Which term describes a loan with an annual percentage rate significantly higher than the average market rate?

Prepare for the New Jersey Residential Mortgage Lending Act Exam. Use flashcards, multiple choice questions with explanations to excel in your test. Gear up for success!

The term that accurately describes a loan with an annual percentage rate significantly higher than the average market rate is a High-Cost Mortgage. This classification is particularly important in lending practices as it helps to identify loans that may carry higher costs for borrowers.

In the context of the New Jersey Residential Mortgage Lending Act, a High-Cost Mortgage is regulated to provide greater consumer protection. This type of loan often comes with certain characteristics, such as higher interest rates and additional fees, which can lead to financial strain for borrowers if not understood properly. By identifying these loans, borrowers can be more informed about the potential risks and costs associated with high-interest borrowing.

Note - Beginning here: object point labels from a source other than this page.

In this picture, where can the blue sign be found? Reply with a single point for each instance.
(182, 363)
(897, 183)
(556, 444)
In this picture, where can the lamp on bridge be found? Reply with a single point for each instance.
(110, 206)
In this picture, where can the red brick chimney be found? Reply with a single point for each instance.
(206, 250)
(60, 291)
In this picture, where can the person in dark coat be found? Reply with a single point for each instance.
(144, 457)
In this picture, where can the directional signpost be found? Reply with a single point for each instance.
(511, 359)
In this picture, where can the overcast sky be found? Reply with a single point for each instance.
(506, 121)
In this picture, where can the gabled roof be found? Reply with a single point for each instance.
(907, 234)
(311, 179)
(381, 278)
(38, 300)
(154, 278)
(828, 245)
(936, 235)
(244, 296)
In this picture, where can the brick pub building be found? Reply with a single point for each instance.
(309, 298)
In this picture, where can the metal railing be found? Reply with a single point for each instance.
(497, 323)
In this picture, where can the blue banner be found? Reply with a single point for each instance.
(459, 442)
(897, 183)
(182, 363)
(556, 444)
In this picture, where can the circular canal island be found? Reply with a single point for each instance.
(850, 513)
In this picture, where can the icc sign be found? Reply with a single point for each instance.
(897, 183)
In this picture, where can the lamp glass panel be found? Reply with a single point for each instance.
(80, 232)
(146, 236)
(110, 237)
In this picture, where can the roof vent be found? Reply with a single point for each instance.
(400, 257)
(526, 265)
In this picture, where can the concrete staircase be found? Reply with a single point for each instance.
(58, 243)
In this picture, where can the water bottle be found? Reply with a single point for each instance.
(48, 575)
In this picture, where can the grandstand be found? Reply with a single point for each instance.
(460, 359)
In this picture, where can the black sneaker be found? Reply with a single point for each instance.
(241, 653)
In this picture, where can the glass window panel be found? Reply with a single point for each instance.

On the other hand, terms like Standard Mortgage, Subprime Mortgage, and Conventional Mortgage describe other categories of loans. A Standard Mortgage generally reflects typical loan features and rates, while a Subprime Mortgage is aimed at borrowers with lower credit scores but does not inherently imply a rate significantly higher than market averages. A Conventional Mortgage is often conforming to general lending guidelines without indicates about high costs. Each of these options, while relevant in different contexts, does not specifically highlight the problematic pricing associated with high-cost loans in the same way that a High-Cost Mortgage does.